Results show that these babies are more likely to have disturbed sleep at 2 weeks of age. These sleep problems remain present at the age of 6 months.
The study involved 18 healthy, full-term babies. Seven “low-risk” infants were born to women with no history of depression. Eleven “high-risk” babies were born to women diagnosed with depression or with high levels of depression symptoms.
Babies born to depressed moms took an hour longer to fall asleep at night. They also had shorter periods of sleep. Their average total sleep time during a 24-hour period was similar to the “low-risk” babies. But their nightly sleep was 97 minutes shorter; during the daytime they had more sleep episodes of a shorter average duration.

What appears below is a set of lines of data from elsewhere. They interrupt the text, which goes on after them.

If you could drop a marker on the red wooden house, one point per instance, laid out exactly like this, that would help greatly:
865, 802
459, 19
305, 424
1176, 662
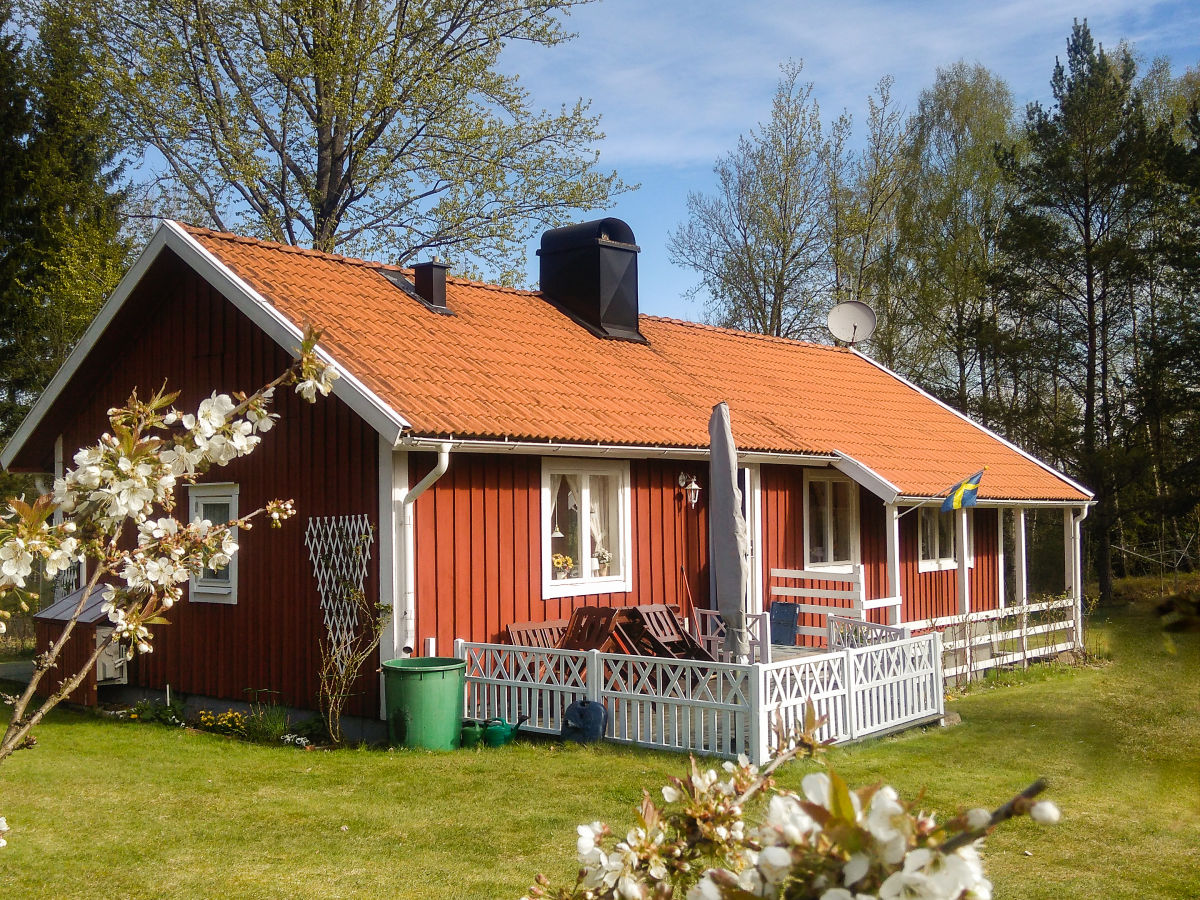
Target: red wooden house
521, 453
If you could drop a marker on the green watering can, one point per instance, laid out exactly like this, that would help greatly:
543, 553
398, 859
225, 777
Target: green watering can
498, 732
472, 733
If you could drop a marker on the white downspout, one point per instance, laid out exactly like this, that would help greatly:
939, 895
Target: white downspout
407, 635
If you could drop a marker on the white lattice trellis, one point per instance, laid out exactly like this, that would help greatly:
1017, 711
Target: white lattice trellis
340, 549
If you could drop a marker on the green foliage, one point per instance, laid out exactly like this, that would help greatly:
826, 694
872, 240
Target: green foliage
267, 724
60, 252
148, 711
378, 127
1098, 289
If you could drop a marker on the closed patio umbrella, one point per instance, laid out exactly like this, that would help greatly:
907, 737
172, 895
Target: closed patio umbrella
727, 531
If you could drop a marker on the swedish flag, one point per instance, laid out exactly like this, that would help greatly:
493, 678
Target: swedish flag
963, 493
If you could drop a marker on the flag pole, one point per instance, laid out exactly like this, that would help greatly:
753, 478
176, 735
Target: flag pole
937, 496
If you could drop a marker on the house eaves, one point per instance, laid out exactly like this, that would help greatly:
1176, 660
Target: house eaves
171, 237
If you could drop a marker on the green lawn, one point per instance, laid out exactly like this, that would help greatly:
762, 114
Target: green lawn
114, 809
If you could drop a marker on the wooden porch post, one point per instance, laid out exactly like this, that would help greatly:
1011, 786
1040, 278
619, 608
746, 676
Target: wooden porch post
1021, 589
1000, 558
892, 526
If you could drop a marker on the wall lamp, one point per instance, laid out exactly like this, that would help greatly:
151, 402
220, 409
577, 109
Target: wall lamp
690, 489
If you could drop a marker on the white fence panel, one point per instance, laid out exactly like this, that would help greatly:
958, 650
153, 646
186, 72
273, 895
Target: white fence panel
846, 633
990, 639
678, 705
895, 684
509, 682
786, 689
720, 709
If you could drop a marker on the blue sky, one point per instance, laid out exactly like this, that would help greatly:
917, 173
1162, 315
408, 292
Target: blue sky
678, 81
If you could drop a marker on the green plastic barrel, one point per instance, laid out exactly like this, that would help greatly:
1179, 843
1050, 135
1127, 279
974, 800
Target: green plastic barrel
424, 699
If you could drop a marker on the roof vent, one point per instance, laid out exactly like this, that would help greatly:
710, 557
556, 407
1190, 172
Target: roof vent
591, 271
429, 285
431, 282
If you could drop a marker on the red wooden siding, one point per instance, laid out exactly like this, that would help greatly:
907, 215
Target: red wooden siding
76, 652
925, 594
479, 546
323, 456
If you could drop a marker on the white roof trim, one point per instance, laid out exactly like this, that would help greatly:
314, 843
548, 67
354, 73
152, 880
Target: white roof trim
171, 235
868, 478
989, 432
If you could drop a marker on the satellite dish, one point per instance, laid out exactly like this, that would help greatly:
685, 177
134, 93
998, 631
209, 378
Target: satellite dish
852, 322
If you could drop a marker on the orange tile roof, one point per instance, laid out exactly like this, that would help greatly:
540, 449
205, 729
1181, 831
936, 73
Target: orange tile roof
508, 365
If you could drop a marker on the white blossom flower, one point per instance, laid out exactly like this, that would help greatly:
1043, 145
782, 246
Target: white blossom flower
789, 819
16, 563
705, 889
774, 863
978, 819
889, 825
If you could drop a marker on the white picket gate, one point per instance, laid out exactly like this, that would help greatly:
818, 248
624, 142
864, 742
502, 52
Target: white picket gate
711, 708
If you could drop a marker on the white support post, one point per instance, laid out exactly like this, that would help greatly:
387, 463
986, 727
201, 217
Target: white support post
851, 700
1068, 545
960, 525
892, 527
595, 677
1077, 568
1020, 569
940, 675
1000, 557
760, 749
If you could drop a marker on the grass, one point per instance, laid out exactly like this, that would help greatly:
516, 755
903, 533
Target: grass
119, 809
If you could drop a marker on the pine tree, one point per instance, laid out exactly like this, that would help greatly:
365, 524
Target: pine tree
64, 251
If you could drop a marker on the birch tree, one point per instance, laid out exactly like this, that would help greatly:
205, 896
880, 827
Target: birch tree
760, 241
377, 127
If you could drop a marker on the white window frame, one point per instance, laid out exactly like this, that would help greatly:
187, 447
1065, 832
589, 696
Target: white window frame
834, 565
945, 563
616, 583
214, 591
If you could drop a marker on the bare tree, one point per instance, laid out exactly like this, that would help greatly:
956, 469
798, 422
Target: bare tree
370, 126
760, 241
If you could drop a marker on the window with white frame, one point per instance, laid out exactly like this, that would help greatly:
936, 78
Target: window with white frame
831, 521
585, 528
217, 504
939, 539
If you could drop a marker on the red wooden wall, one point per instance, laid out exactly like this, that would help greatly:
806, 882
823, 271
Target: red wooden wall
479, 546
925, 594
323, 456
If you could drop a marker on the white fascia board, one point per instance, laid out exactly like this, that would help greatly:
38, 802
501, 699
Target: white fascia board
613, 451
169, 235
989, 432
385, 420
868, 478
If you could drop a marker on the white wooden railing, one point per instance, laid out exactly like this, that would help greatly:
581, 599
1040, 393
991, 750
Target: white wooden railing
844, 634
1015, 635
711, 634
817, 600
709, 708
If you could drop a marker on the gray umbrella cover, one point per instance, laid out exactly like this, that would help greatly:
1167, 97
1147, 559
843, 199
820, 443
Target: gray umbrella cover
727, 531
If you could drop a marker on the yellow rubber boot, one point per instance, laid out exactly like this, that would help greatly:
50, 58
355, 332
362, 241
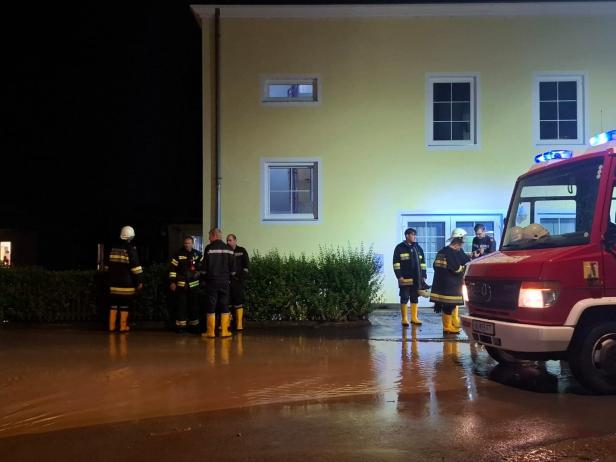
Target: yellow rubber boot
403, 312
124, 321
455, 320
225, 319
211, 326
414, 311
239, 319
448, 326
113, 316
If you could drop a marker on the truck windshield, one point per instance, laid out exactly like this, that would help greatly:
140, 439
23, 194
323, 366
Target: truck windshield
554, 207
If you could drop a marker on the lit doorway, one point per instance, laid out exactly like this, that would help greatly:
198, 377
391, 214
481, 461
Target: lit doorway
5, 253
434, 229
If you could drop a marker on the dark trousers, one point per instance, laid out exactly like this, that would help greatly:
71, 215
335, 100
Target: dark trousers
187, 304
216, 297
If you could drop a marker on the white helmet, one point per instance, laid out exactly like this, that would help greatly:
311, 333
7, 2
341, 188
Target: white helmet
127, 233
535, 231
515, 234
457, 232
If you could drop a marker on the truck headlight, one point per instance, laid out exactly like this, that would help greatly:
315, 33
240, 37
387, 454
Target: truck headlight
538, 294
464, 293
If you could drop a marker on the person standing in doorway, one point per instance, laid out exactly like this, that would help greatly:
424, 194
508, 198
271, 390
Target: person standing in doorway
238, 281
410, 269
483, 243
125, 278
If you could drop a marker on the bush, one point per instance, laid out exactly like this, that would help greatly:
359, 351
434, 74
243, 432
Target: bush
334, 285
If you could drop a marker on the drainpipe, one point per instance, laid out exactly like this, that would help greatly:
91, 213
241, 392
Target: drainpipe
217, 117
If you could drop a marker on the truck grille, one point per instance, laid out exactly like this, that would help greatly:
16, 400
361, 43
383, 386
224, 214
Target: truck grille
494, 294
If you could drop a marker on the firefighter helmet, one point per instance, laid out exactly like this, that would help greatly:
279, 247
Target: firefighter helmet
515, 234
535, 231
457, 233
127, 233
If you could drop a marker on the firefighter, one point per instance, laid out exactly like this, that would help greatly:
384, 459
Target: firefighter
184, 282
449, 266
217, 269
238, 281
124, 278
483, 243
410, 269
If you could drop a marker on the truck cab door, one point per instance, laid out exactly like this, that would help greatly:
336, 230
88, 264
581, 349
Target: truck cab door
609, 236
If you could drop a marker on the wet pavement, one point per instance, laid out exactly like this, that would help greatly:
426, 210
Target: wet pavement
378, 392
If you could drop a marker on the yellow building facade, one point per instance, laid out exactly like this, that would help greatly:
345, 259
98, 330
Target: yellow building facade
344, 125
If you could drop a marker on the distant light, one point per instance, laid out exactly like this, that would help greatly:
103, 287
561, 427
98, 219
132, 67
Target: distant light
552, 155
602, 138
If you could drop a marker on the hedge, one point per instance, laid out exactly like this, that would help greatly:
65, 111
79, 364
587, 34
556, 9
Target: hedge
333, 285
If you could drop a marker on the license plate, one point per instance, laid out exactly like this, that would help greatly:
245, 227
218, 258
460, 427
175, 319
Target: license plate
483, 327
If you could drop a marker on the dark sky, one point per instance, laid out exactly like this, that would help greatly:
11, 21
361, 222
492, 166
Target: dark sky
102, 128
104, 124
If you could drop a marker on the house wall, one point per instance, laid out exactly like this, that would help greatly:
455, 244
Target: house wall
369, 128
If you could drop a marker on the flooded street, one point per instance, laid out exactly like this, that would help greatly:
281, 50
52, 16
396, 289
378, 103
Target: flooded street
352, 393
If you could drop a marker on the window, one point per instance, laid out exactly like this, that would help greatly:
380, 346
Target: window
452, 110
290, 90
559, 109
433, 230
291, 190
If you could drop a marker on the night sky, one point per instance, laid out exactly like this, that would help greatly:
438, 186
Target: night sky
102, 126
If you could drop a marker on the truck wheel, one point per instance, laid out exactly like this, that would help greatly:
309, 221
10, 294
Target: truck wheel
593, 358
502, 356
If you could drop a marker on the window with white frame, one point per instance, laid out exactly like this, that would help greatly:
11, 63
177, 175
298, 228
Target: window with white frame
291, 189
290, 90
559, 109
452, 110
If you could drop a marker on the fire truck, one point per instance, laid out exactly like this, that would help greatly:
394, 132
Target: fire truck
550, 290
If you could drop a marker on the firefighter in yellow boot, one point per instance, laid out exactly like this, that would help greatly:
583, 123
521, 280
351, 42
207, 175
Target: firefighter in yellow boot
124, 278
449, 266
410, 269
238, 281
184, 282
217, 268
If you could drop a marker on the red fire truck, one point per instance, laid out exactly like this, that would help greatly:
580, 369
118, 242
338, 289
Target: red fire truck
550, 290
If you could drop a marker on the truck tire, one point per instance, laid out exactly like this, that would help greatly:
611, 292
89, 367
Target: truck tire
592, 358
502, 356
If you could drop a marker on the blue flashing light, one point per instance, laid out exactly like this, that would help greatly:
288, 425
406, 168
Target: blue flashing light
603, 138
552, 155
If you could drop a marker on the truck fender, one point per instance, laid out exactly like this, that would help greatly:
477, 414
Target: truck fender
581, 306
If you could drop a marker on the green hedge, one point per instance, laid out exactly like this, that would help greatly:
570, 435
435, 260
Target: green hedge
334, 285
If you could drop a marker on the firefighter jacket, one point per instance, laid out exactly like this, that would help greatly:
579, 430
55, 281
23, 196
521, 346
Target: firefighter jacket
184, 268
449, 267
123, 269
242, 262
218, 262
486, 242
410, 264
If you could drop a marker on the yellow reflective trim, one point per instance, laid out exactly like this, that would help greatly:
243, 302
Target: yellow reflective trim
122, 290
446, 298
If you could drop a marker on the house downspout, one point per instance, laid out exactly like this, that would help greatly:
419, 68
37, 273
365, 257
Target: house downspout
217, 117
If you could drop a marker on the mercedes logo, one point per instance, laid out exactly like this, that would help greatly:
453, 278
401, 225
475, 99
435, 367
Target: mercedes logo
486, 292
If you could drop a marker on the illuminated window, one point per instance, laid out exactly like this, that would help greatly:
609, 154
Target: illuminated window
559, 109
452, 110
290, 90
5, 253
290, 190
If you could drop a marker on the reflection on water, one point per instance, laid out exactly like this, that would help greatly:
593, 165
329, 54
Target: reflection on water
53, 380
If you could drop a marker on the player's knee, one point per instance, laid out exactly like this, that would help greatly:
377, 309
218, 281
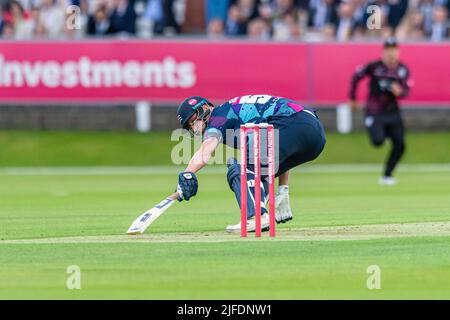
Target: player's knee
377, 142
233, 172
400, 147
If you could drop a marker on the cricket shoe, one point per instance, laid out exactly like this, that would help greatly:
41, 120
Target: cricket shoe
282, 205
251, 225
387, 181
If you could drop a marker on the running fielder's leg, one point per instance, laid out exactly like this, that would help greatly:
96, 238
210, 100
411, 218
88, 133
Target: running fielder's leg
234, 181
395, 131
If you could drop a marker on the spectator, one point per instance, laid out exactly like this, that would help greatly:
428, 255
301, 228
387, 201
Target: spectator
8, 31
234, 26
396, 11
247, 9
412, 27
321, 13
286, 27
19, 20
426, 7
440, 26
217, 9
344, 25
98, 23
258, 30
216, 29
123, 17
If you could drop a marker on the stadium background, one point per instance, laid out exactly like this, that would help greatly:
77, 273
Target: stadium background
305, 50
75, 171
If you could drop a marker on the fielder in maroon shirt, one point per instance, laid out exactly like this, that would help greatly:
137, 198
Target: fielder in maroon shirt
383, 120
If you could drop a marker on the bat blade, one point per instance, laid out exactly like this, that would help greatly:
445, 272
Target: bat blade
147, 218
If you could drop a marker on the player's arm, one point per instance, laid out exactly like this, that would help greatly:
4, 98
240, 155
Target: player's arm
187, 181
360, 73
202, 156
401, 89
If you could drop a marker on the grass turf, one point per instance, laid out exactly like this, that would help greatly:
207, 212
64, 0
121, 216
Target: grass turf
43, 206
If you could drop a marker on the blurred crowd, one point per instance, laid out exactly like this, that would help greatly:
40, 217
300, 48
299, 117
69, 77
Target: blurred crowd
338, 20
309, 20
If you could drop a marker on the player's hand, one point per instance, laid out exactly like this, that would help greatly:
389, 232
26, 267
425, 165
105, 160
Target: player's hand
354, 105
187, 186
396, 89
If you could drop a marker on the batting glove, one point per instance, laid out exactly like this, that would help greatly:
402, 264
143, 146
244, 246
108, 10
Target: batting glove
187, 185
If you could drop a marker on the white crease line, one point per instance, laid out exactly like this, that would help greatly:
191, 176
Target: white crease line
339, 233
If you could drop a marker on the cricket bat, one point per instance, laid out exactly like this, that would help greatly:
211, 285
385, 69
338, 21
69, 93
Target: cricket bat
147, 218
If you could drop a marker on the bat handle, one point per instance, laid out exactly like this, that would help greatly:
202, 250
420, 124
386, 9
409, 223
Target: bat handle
174, 196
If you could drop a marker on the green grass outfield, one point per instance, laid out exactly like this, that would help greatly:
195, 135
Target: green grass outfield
53, 218
50, 148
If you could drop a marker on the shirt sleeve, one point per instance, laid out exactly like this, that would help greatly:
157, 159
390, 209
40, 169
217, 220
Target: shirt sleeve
404, 78
360, 73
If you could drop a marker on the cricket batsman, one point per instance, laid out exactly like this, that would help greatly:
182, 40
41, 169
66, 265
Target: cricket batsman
301, 139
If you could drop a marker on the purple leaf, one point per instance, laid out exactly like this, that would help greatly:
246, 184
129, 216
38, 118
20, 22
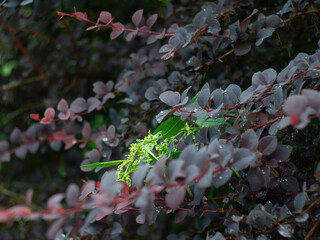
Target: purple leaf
203, 97
257, 218
286, 230
173, 28
86, 130
249, 140
102, 212
131, 35
267, 145
299, 202
151, 20
92, 156
55, 228
242, 49
117, 28
137, 17
174, 170
192, 171
105, 17
151, 39
79, 105
295, 105
102, 89
282, 153
4, 146
170, 98
63, 107
16, 136
175, 197
87, 189
160, 116
272, 20
265, 78
93, 104
258, 177
141, 219
48, 116
21, 151
290, 184
166, 48
263, 34
55, 200
72, 195
313, 98
221, 177
243, 158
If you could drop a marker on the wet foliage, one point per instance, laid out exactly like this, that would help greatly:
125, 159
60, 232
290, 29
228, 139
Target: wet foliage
199, 121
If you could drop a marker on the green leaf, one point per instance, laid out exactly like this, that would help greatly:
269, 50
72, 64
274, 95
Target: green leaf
7, 68
104, 164
170, 127
208, 122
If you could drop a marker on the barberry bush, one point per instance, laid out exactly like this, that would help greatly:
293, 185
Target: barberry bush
200, 121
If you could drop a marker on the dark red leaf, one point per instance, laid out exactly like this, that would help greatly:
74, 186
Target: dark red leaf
35, 116
267, 145
117, 30
175, 197
137, 17
105, 17
151, 20
48, 116
79, 105
72, 195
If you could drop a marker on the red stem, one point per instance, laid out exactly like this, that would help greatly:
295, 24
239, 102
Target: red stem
22, 49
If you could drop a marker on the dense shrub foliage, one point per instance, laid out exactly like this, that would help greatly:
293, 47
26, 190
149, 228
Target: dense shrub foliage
202, 122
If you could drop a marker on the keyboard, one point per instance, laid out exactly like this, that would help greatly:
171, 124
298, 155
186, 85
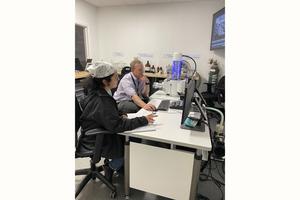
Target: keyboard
164, 105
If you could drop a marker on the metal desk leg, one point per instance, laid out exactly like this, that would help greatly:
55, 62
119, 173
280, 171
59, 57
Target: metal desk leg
126, 167
196, 174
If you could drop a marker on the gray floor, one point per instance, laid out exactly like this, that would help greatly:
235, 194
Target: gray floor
96, 190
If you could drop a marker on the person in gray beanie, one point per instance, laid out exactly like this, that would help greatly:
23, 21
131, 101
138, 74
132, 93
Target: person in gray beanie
100, 111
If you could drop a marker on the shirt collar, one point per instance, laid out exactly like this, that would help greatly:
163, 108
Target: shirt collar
108, 91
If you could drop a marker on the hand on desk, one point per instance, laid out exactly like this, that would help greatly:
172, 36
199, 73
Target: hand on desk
149, 107
150, 118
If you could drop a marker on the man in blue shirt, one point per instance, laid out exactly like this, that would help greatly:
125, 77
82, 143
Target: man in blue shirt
133, 90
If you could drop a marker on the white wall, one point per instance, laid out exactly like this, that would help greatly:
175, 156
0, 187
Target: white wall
86, 15
159, 29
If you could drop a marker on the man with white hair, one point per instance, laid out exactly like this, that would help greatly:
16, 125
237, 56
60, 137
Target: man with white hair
99, 110
133, 90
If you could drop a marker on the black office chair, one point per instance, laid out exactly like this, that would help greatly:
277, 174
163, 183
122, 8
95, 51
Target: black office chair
81, 152
218, 95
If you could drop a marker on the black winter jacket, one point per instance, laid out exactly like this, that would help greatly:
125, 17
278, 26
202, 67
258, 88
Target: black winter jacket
100, 111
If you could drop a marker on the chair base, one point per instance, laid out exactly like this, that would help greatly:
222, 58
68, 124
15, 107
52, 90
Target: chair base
93, 173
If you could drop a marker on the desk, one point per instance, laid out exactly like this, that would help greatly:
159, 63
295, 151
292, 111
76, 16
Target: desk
81, 74
155, 75
171, 172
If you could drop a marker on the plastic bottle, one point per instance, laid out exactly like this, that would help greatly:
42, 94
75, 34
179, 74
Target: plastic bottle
177, 65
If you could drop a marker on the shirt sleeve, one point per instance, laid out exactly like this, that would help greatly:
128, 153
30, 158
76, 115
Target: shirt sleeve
128, 87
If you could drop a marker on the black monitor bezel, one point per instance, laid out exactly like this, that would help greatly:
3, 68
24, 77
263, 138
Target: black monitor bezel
184, 109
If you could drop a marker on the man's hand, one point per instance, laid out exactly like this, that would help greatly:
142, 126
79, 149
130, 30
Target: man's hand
150, 118
144, 79
149, 107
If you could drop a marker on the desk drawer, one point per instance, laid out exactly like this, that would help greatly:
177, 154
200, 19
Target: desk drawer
161, 171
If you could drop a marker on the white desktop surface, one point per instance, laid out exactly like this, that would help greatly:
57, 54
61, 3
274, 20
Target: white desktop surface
162, 164
162, 95
168, 130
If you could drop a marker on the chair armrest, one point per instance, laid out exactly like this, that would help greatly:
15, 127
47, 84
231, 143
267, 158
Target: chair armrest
96, 131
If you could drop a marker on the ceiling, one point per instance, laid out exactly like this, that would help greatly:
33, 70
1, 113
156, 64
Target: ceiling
102, 3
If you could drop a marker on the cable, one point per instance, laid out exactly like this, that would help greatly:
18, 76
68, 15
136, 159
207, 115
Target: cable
219, 172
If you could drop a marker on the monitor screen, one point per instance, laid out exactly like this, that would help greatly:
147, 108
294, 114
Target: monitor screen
190, 91
187, 101
218, 30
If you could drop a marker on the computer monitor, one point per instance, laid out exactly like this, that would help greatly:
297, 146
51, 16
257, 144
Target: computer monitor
218, 30
88, 63
190, 90
201, 97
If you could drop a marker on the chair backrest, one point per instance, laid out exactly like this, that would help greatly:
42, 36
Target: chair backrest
220, 90
125, 70
78, 113
78, 65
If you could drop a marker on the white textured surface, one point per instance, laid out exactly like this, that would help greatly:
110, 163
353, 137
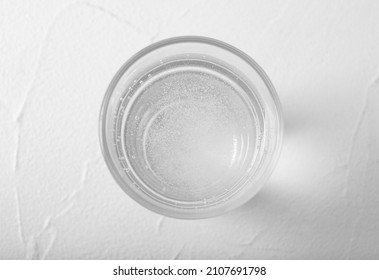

Are these sleep problems directly linked to the mother’s depression? Is it the mother’s hormone levels that affect the infant’s sleep? This is still unclear, study author Roseanne Armitage, PhD, told the AASM.
“Whether it is maternal hormones that ‘cause’ the sleep problems in infants is not yet known,” she said. “It could be genetic, hormonal, or both.”
But Armitage thinks that it is possible to improve the sleep of babies born to depressed moms. A behavioral or environmental intervention may be helpful.